Shaper cutters will reduce that partly because of increase cutting speed (a larger cutter moves faster at the tooth) and partly from cutting geometry. It won't get rid of it completely.

Stay with a very shallow first cut and a shallow final cut or what I do often since I lost my powerfeed and can't climb cut anymore is to rip the pieces about 1/16th wide, profile then rip the profile to final width. One pass through the shaper at that point and no chip out.

However, to answer your original question I have shaper cutters from MLCS (both regular and Katana) as well as Grizzly and Freud. If you do a lot of panel door work Freud has an insert cutter that is very good and a good value.

Joe

Rod Sheridan
04-12-2010, 8:54 AM
Since you have a feeder have you tried climb cutting?

Regards, Rod.

Johnnyy Johnson
04-12-2010, 9:18 AM
Rod...I've not got that far along yet.
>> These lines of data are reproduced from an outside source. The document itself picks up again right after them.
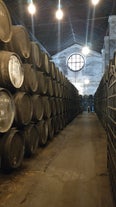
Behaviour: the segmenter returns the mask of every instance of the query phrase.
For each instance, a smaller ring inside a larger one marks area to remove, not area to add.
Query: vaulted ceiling
[[[30,37],[38,40],[51,55],[75,43],[84,45],[86,42],[101,52],[104,36],[108,34],[108,18],[116,15],[116,0],[100,0],[96,7],[91,0],[61,0],[64,18],[58,23],[55,18],[58,0],[33,0],[37,12],[32,21],[27,11],[29,0],[4,2],[12,23],[24,25]]]

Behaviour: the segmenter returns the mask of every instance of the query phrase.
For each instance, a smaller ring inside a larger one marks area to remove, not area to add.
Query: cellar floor
[[[96,115],[79,115],[20,170],[0,173],[0,207],[114,207],[106,148]]]

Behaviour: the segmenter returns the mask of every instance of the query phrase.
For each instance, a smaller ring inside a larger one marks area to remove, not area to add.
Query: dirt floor
[[[0,207],[115,207],[106,156],[105,131],[83,113],[20,170],[0,173]]]

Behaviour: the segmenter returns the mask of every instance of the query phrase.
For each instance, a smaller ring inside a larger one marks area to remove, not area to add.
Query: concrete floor
[[[0,207],[115,207],[106,154],[96,115],[79,115],[20,170],[0,174]]]

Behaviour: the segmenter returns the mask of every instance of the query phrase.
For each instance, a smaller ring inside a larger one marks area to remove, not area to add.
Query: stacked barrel
[[[116,53],[110,61],[108,77],[108,169],[116,201]]]
[[[95,93],[95,112],[102,122],[104,128],[107,128],[107,96],[108,96],[108,77],[107,71],[103,75],[98,89]]]
[[[96,91],[95,109],[107,133],[107,165],[116,201],[116,52]]]
[[[1,168],[18,168],[79,113],[76,88],[0,0]]]

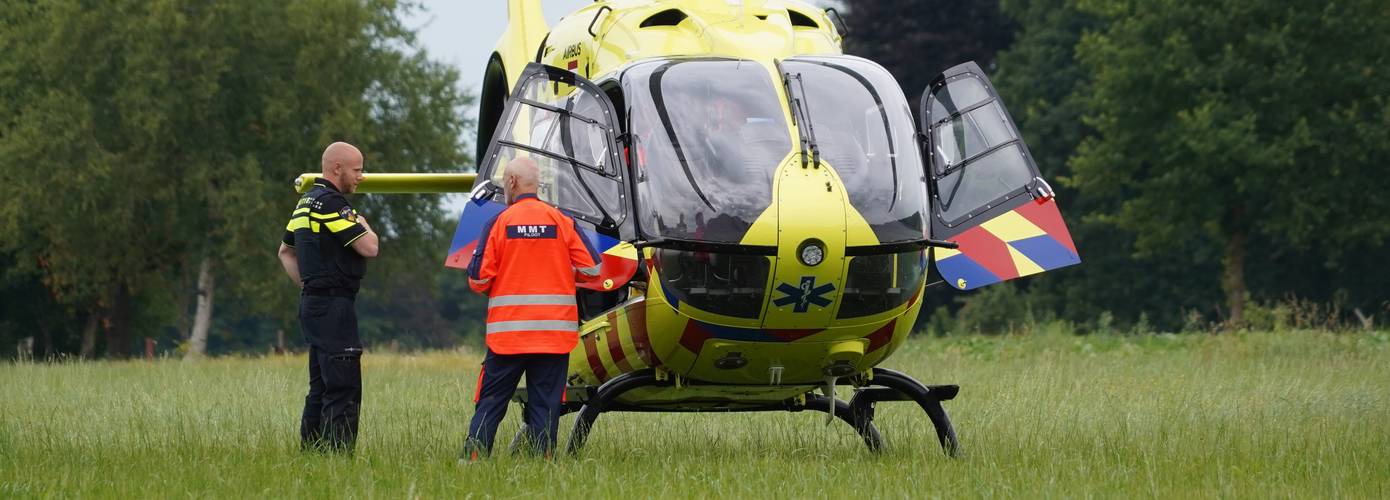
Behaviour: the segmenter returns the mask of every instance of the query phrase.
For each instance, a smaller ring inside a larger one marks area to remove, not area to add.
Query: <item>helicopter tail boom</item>
[[[550,33],[540,0],[507,0],[507,30],[497,41],[496,52],[507,76],[506,88],[516,85],[521,69],[536,56],[536,49]]]
[[[322,174],[303,173],[294,179],[294,190],[307,193],[314,187],[314,179]],[[478,174],[362,174],[362,183],[357,185],[358,193],[376,194],[428,194],[428,193],[467,193],[473,189],[473,180]]]

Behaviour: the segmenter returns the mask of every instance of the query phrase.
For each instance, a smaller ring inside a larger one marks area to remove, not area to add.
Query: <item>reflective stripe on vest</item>
[[[564,320],[498,321],[487,324],[487,334],[507,332],[578,332],[579,324]]]
[[[487,299],[488,309],[506,306],[574,306],[574,296],[565,295],[503,295]]]

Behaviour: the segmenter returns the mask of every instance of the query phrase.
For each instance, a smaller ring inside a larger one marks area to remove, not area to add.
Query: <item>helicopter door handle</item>
[[[1033,198],[1036,198],[1040,203],[1057,197],[1057,192],[1052,190],[1052,185],[1048,184],[1042,177],[1034,177],[1033,182],[1029,184]]]
[[[594,38],[598,38],[598,33],[594,33],[594,23],[598,22],[599,16],[602,16],[604,12],[612,12],[612,11],[613,11],[613,8],[612,8],[612,7],[609,7],[609,6],[607,6],[607,5],[604,5],[604,6],[601,6],[601,7],[598,8],[598,12],[595,12],[595,13],[594,13],[594,18],[589,20],[589,36],[594,37]]]
[[[473,192],[468,194],[473,203],[482,205],[489,198],[497,194],[497,185],[491,179],[483,180],[473,187]]]

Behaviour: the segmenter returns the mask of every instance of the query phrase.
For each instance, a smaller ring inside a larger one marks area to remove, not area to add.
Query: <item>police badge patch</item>
[[[338,211],[338,215],[347,219],[348,222],[357,222],[357,211],[353,210],[352,207],[343,207],[342,210]]]

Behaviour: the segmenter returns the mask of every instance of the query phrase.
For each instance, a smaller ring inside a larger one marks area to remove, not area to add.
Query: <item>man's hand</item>
[[[367,223],[367,218],[363,217],[362,214],[357,214],[357,223],[362,225],[362,229],[367,230],[367,234],[353,240],[352,249],[363,257],[376,257],[377,253],[381,251],[378,246],[380,242],[377,240],[376,231],[372,230],[372,225]]]

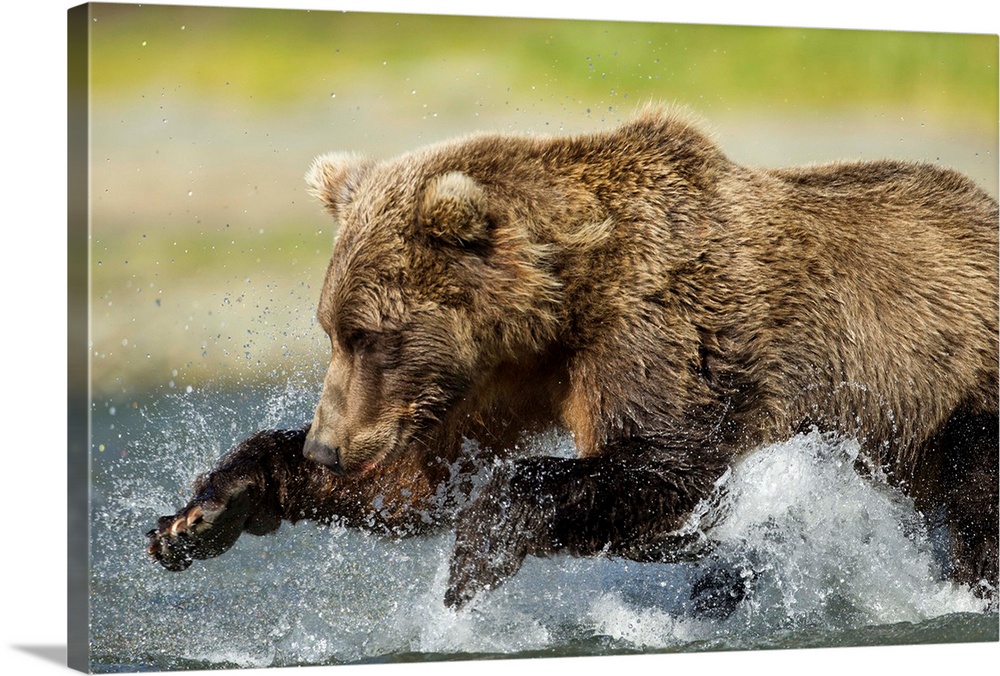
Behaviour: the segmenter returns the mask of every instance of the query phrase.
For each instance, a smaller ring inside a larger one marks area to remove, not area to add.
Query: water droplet
[[[194,190],[188,190],[188,197],[191,197],[193,194],[194,194]]]

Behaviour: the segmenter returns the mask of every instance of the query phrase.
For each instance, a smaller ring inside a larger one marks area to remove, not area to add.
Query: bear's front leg
[[[470,458],[444,452],[431,461],[404,456],[339,476],[303,455],[308,430],[265,430],[240,442],[198,478],[186,507],[160,517],[147,533],[149,555],[184,570],[194,559],[222,554],[242,533],[264,535],[282,521],[417,535],[450,524],[470,488],[463,470]]]
[[[458,515],[445,604],[461,608],[516,573],[528,555],[687,558],[685,538],[672,533],[724,469],[612,456],[510,463]]]
[[[219,465],[200,476],[194,497],[176,514],[162,516],[146,536],[146,551],[168,570],[194,559],[219,556],[247,531],[263,535],[281,524],[280,488],[305,461],[307,429],[265,430],[241,442]]]

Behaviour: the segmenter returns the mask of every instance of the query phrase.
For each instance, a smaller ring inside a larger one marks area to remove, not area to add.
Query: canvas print
[[[69,28],[71,666],[997,641],[996,35]]]

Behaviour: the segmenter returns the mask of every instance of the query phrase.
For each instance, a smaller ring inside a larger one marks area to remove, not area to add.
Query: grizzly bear
[[[943,513],[947,573],[995,594],[998,212],[969,179],[749,168],[648,107],[590,135],[327,155],[308,183],[340,224],[315,416],[161,519],[168,568],[283,519],[454,524],[461,607],[528,555],[677,560],[734,461],[818,429]],[[577,456],[525,457],[552,428]]]

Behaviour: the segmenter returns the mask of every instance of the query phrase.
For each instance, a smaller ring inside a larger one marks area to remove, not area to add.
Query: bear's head
[[[491,374],[553,339],[559,289],[521,210],[448,157],[326,155],[307,182],[339,228],[305,454],[360,473],[475,415]]]

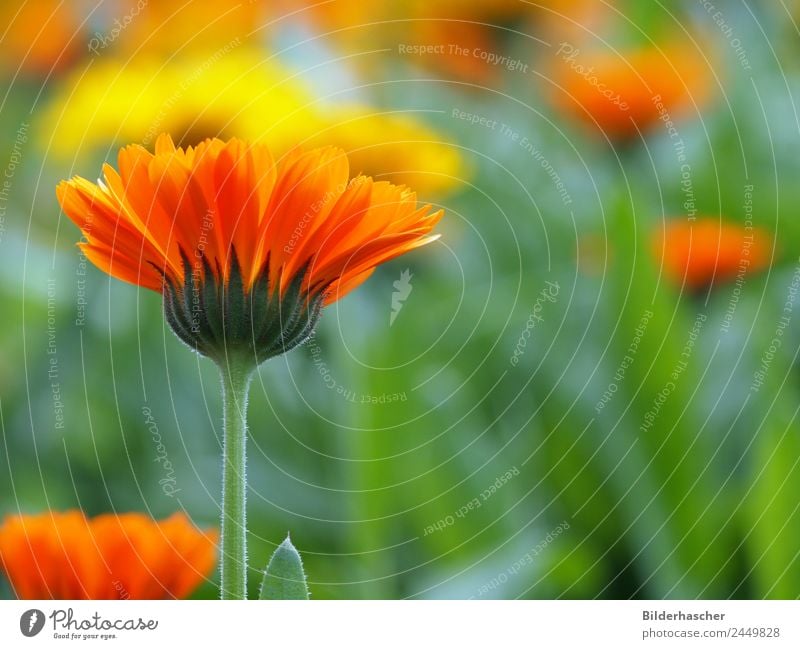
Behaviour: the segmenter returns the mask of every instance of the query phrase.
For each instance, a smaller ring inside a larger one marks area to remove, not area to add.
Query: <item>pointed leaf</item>
[[[259,599],[308,599],[303,561],[288,535],[269,560]]]

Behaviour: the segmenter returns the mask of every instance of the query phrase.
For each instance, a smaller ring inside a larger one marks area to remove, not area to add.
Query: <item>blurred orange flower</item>
[[[655,237],[657,258],[675,283],[698,289],[769,265],[770,237],[760,228],[702,217],[667,222]]]
[[[406,187],[350,179],[347,156],[205,140],[155,154],[120,151],[97,185],[57,188],[81,248],[110,275],[164,293],[167,320],[216,360],[246,348],[259,362],[309,335],[321,308],[376,266],[438,238],[442,211]]]
[[[180,599],[213,569],[216,543],[184,514],[14,515],[0,526],[0,566],[20,599]]]
[[[611,139],[636,137],[707,97],[709,68],[686,43],[598,50],[561,43],[552,79],[556,105]]]
[[[238,45],[257,39],[267,4],[241,0],[122,0],[118,10],[121,17],[115,18],[115,24],[123,29],[114,49],[124,53],[126,59],[138,54],[170,58],[192,50],[211,54],[228,43]],[[111,34],[113,27],[112,24]]]
[[[527,23],[542,14],[549,16],[548,9],[577,16],[588,4],[588,0],[278,0],[273,15],[278,27],[291,15],[353,51],[386,49],[439,74],[485,84],[504,69],[529,71],[527,57],[517,59],[507,53],[506,41],[515,31],[528,33]]]
[[[0,4],[0,68],[45,76],[86,49],[76,3],[62,0],[4,0]]]

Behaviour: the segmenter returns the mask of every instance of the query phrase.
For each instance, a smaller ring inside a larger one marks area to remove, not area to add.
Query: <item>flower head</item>
[[[771,246],[761,229],[702,217],[692,223],[668,222],[656,235],[654,248],[671,280],[701,289],[765,268]]]
[[[163,293],[184,342],[222,362],[257,362],[303,342],[320,310],[389,259],[430,243],[442,215],[416,194],[350,178],[340,149],[270,150],[242,140],[155,153],[131,145],[119,171],[57,188],[95,265]]]
[[[0,525],[0,568],[20,599],[179,599],[213,569],[216,543],[184,514],[14,515]]]
[[[356,52],[396,51],[398,42],[444,44],[430,54],[414,57],[413,62],[437,74],[479,84],[493,81],[502,70],[480,54],[501,51],[514,31],[512,26],[534,13],[532,4],[519,0],[278,0],[270,3],[270,8],[276,30],[287,17],[300,19],[324,34],[326,41]],[[383,72],[383,57],[356,59],[367,66],[376,61],[381,64],[377,70]]]
[[[85,40],[80,13],[60,0],[4,0],[0,71],[44,77],[72,63]]]
[[[559,108],[611,139],[636,137],[706,96],[704,68],[684,43],[620,51],[562,44],[553,77]]]
[[[164,60],[181,52],[195,50],[208,56],[219,49],[227,53],[258,33],[264,25],[265,2],[241,0],[116,0],[124,20],[124,38],[117,38],[109,49],[129,60],[142,52],[160,54]],[[117,19],[118,20],[118,19]],[[109,26],[113,29],[118,24]]]

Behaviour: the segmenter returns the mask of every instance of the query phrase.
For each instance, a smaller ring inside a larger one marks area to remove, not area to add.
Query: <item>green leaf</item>
[[[259,599],[308,599],[303,560],[288,534],[269,560]]]

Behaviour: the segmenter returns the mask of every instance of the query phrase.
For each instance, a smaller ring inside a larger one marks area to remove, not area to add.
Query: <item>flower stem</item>
[[[247,393],[251,361],[229,356],[222,374],[222,551],[220,597],[247,599]]]

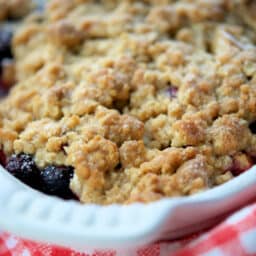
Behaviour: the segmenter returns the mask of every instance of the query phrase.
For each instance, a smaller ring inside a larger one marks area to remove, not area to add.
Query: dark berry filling
[[[74,194],[69,188],[70,179],[74,174],[73,167],[48,166],[40,170],[31,155],[18,154],[12,155],[7,160],[5,168],[25,184],[45,194],[64,199],[75,199]]]
[[[0,79],[0,97],[5,96],[9,91],[10,86]]]
[[[3,75],[5,72],[6,64],[9,64],[12,60],[12,51],[11,51],[11,40],[12,40],[12,31],[7,28],[0,29],[0,97],[5,96],[13,81],[14,77],[10,79],[10,74],[8,74],[8,80],[5,80],[6,77]],[[10,65],[9,65],[10,66]],[[10,71],[10,68],[9,68]],[[8,71],[8,73],[10,73]]]
[[[170,98],[175,98],[177,96],[178,89],[176,87],[168,87],[167,88],[167,94]]]
[[[13,176],[32,187],[39,183],[39,170],[30,155],[12,155],[5,166]]]
[[[6,156],[3,150],[0,150],[0,164],[3,166],[6,165]]]
[[[251,130],[251,132],[252,132],[253,134],[256,134],[256,121],[254,121],[253,123],[251,123],[251,124],[249,125],[249,129]]]
[[[66,199],[72,198],[69,182],[73,174],[74,169],[70,166],[47,166],[40,172],[42,191]]]
[[[233,157],[233,163],[230,171],[234,176],[238,176],[250,169],[254,165],[255,161],[247,154],[237,154]]]
[[[11,51],[12,31],[9,29],[0,30],[0,61],[12,58]]]

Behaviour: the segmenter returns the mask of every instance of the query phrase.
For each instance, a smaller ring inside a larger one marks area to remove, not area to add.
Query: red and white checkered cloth
[[[137,251],[79,253],[0,233],[0,256],[251,256],[256,255],[256,203],[227,218],[210,231],[175,242],[160,242]]]

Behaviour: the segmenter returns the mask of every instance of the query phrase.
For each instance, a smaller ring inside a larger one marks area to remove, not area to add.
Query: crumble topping
[[[227,182],[256,156],[252,1],[52,0],[13,39],[5,154],[72,166],[83,203]]]
[[[0,0],[0,21],[23,18],[33,8],[31,0]]]

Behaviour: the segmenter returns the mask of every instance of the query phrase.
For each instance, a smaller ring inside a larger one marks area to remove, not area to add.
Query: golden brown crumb
[[[33,9],[31,0],[0,0],[0,20],[22,18]]]
[[[126,141],[119,150],[120,163],[123,168],[139,167],[147,159],[146,148],[142,140]]]
[[[75,47],[83,40],[83,33],[67,21],[60,21],[49,27],[48,37],[54,43]]]
[[[0,1],[0,20],[5,20],[8,16],[8,6],[6,1]]]

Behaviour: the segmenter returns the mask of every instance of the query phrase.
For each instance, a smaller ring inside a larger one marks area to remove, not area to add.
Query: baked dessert
[[[256,157],[255,1],[52,0],[12,47],[6,169],[82,203],[225,183]],[[69,190],[71,189],[71,191]]]

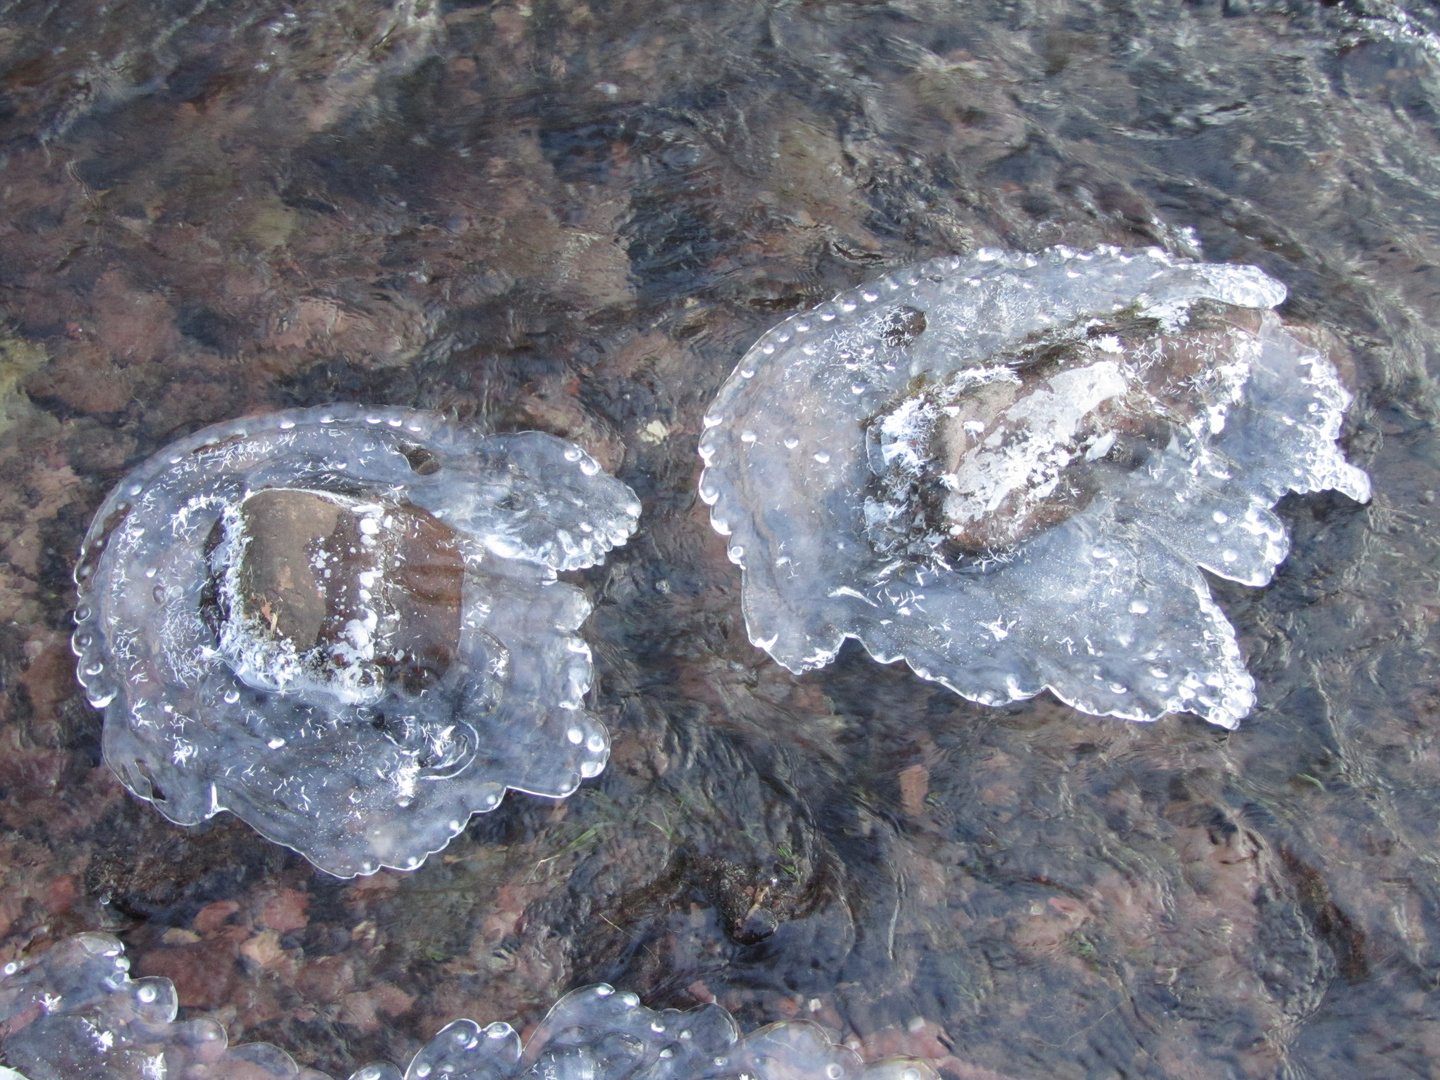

I'm going to look into getting the right cutter and go from there. I've looked online at the Freud RS 1000 & 2000 for starters. Before I ditch the Idea of using router bits on a shaper I'm going to try what was recommended above and make a very shallow first cut and see if that helps. If things work out I will swap to the cutters but I need to know much more about them before spending the money for them.

Jeff Monson
04-12-2010, 12:15 PM
Would be nice to hear from some owners of the rs2000 system, I read that they require alot of shimming and setup to get the profiles to match?

On the flipside, I ordered a rail and stile cutter set from amana, they cut very well, but in oak I still have a little chipout once in awhile on the profile cut.

Johnnyy Johnson
04-12-2010, 2:46 PM
Jeff..I read two reviews on RS-1000 on amazon.com. One was great and the other a 2 star. They were a couple years old. I have searched for reviews here with no luck. I plan to buy a set for rails and stiles, but dont know which one to get. Also, I would like one that can have the blades swapped out. Not sure which is better, fixed or swappable.

Sure would like to start a review thread on the cutters for 3/4" spindles.

John M. Smith
04-12-2010, 4:28 PM
I prefer Freeborn cutters. I get them with the radius edge option. That puts a small radius on the edges that you are having trouble with so you don't see any chipout.

Mark Rakestraw
04-12-2010, 6:10 PM
I'm with Rod on this one....if you have a power feeder then climb cut them. Even with shaper cutters I find I have to climb cut stiles to get good results.